While it's fairly easy to describe a location's climate by examining weather data, a greater challenge is figuring out why the climate of one place differs from that of another. To do so, you must consider all the factors that work together to determine climate.
The reason studying climate and a changing climate is important, is that will affect people around the world. Rising global temperatures are expected to raise sea levels, and change precipitation and other local climate conditions. Changing regional climate could alter forests, crop yields, and water supplies. It could also affect human health, animals, and many types of ecosystems. Deserts may expand into existing rangelands, and features of some of our National Parks and National Forests may be permanently altered.
The average weather of an area. Or the pattern or cycle of weather conditions such as temperature, wind, rain, snowfall, humidity, clouds, including extreme or occasional ones, over a large area, averaged over many years.
Causes of climate change:
- Presence of greenhouse gases
- Depletion of ozone gases.
Effect of climate change:
- Migration of animals
- Upsetting the hydrological cycles results in floods and droughts
- Changes in global pattern of winds.
Factors that affect climate include:
- where a place is on the earth
- local land features like mountains
- the type and amount of plants like forest or grassland
- the nearness of large bodies of water prevailing winds and
- Human activities like burning fossil fuel, farming or cutting down forest.
Difference between Weather and Climate:
The difference between weather and climate is a measure of time. Weather is what conditions of the atmosphere are over a short period of time, and climate is how the atmosphere "behaves" over relatively long periods of time.
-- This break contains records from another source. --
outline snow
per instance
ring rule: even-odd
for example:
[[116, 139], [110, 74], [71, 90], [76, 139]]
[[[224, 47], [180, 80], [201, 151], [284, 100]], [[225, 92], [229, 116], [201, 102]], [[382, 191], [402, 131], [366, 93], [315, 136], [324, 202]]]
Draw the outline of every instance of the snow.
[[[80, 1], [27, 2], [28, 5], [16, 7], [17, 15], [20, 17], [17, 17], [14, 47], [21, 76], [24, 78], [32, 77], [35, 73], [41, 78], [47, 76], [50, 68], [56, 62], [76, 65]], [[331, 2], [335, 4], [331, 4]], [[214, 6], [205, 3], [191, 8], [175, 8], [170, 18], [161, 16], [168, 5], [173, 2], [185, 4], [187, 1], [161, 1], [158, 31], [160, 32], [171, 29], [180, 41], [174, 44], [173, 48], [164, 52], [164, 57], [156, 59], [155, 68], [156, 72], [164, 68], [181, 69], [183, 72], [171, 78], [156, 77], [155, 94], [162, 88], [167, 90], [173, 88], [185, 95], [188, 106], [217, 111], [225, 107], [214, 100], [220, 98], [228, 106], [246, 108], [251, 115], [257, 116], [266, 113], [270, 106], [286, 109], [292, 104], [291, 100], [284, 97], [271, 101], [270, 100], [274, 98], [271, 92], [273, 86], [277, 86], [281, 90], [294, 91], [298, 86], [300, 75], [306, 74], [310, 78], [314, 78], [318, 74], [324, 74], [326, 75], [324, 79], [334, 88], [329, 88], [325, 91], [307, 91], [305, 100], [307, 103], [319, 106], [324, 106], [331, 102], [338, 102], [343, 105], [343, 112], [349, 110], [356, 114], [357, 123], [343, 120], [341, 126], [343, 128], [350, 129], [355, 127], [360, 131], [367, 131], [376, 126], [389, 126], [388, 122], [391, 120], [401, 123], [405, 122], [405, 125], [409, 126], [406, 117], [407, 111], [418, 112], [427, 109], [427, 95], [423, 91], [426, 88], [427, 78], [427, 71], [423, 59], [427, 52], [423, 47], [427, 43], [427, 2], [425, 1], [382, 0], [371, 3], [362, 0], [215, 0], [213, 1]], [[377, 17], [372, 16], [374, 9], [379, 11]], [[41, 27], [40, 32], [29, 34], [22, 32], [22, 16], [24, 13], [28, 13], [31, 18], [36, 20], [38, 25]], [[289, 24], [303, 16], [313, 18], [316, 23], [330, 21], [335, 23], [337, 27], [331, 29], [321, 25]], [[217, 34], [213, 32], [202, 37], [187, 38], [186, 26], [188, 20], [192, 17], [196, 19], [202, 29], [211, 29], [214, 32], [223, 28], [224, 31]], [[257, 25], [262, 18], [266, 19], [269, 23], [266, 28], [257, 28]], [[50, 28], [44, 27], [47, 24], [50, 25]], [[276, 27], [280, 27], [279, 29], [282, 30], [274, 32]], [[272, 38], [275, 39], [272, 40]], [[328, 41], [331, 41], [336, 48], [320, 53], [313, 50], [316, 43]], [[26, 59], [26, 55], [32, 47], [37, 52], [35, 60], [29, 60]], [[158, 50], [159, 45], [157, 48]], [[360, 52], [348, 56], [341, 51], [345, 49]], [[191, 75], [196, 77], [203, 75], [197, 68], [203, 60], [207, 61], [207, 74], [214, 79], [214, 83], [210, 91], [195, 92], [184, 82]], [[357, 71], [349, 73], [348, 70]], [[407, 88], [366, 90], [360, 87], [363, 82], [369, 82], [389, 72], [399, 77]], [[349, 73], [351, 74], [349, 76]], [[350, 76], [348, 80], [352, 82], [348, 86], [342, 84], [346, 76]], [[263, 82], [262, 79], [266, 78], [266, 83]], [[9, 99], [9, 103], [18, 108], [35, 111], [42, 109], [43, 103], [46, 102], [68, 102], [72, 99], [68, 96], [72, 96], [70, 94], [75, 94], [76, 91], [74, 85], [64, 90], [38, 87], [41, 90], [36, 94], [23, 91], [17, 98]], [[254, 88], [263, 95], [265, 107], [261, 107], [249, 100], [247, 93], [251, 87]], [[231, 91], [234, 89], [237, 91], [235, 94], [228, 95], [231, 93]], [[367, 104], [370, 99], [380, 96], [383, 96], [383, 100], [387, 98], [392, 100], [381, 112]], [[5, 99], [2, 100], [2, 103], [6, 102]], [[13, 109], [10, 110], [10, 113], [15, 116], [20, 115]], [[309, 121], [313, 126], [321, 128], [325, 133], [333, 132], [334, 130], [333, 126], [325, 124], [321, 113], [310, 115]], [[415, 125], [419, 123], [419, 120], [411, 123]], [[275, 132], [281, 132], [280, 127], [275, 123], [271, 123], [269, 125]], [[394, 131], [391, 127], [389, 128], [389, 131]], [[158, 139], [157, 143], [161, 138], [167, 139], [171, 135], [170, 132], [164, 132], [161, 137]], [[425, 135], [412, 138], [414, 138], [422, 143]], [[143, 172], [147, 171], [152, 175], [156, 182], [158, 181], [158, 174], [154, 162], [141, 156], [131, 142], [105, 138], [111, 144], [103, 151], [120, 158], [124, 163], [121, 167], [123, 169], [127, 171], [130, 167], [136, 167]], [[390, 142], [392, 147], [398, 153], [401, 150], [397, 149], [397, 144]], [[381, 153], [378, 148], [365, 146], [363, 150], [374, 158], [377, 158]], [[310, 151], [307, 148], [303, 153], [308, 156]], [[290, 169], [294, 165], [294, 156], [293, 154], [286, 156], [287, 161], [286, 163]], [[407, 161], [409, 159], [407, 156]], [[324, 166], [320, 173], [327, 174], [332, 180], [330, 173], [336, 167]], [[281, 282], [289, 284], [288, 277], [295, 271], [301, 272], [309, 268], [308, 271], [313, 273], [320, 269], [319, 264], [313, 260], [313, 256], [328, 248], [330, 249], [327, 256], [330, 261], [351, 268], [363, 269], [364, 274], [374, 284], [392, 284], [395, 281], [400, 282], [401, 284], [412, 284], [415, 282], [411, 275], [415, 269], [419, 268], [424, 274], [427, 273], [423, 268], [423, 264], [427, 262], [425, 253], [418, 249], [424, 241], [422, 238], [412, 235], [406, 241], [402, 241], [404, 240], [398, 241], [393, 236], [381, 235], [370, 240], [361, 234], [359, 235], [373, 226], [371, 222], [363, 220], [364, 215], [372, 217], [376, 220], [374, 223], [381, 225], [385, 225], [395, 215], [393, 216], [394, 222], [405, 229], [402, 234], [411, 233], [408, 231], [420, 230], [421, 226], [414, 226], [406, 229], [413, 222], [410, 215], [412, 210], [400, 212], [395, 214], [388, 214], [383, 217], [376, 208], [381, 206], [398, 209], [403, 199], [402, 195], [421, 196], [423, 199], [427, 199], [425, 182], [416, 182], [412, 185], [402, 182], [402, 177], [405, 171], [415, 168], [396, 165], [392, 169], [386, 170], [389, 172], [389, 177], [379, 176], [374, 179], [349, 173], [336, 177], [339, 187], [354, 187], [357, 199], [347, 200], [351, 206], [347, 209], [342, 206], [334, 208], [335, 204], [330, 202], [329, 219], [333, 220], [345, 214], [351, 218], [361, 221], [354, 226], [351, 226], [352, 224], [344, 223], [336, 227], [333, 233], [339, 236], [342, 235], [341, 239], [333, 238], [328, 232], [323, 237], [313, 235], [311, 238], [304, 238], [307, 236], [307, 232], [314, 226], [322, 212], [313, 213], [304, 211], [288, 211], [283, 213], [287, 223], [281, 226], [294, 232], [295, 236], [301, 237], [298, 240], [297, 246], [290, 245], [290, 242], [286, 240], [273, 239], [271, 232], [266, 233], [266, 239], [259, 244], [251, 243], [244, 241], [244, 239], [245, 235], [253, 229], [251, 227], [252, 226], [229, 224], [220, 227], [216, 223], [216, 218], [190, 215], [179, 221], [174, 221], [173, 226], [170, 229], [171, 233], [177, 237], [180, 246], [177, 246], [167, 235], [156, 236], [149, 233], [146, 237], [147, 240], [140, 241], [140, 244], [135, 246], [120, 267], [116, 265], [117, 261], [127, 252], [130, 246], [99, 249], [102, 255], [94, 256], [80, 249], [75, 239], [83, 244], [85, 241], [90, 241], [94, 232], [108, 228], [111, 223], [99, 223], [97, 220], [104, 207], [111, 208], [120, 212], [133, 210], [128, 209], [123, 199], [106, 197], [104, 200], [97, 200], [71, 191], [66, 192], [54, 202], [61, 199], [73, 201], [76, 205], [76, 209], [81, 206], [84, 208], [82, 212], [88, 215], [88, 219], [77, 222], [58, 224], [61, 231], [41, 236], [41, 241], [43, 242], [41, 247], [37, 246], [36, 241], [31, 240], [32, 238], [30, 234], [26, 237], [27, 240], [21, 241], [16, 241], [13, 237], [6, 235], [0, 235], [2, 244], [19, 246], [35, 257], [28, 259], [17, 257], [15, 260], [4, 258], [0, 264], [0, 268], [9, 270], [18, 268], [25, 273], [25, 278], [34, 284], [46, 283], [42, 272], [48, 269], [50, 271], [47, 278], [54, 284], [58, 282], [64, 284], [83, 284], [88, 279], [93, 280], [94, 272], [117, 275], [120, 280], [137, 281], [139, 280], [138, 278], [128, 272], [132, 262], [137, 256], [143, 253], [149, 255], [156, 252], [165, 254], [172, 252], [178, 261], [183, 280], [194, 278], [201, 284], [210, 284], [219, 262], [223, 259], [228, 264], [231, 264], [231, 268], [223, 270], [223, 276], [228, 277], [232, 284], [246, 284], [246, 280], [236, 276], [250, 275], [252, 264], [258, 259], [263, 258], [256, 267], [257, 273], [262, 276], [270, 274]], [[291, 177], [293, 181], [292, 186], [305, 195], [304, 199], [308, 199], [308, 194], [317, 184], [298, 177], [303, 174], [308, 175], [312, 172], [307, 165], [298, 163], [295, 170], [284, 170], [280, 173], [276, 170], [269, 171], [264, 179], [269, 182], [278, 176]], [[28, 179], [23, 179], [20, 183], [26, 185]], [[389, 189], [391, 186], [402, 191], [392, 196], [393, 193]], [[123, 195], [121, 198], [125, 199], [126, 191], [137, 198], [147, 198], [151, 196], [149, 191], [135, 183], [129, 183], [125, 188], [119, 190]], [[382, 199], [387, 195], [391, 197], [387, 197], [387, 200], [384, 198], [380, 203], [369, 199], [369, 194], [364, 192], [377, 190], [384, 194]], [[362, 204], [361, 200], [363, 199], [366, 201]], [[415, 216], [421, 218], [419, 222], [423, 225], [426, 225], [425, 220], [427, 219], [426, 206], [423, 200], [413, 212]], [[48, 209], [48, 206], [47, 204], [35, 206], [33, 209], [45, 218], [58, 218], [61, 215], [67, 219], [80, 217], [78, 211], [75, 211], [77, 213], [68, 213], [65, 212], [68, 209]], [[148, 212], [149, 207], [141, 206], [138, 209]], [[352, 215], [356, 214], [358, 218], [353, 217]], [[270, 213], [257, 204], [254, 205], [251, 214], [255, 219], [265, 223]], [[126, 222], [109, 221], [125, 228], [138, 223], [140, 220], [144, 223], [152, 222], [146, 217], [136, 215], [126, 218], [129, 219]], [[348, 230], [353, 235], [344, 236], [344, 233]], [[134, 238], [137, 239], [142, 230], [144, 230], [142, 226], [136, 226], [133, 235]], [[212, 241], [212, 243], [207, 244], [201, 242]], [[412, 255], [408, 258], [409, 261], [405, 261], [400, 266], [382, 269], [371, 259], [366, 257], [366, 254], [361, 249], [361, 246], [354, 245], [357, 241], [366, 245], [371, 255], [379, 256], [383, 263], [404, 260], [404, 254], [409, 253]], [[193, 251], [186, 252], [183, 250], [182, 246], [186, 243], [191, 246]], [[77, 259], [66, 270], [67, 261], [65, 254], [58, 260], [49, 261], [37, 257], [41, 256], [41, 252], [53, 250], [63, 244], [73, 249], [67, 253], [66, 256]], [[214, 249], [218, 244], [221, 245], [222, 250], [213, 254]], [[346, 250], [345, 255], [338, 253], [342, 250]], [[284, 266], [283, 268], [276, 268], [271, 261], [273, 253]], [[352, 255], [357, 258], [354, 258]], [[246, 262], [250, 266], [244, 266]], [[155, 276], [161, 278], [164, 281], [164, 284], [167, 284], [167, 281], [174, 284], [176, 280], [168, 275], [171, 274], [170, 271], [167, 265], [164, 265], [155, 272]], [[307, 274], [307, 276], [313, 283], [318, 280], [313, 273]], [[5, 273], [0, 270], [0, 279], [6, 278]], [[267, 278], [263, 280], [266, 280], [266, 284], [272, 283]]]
When we talk about climate change, we talk about changes in long-term averages of daily weather. Today, children always hear stories from their parents and grandparents about how snow was always piled up to their waists as they trudged off to school. Children today in most areas of the country haven't experienced those kinds of dreadful snow-packed winters, except for the Northeastern U.S. in January 2005. The changes in recent winter snows indicate that the climate has changed since their parents were young.
If summers seem hotter lately, then the recent climate may have changed. In various parts of the world, some people have even noticed that springtime comes earlier now than it did 30 years ago. An earlier springtime is indicative of a possible change in the climate.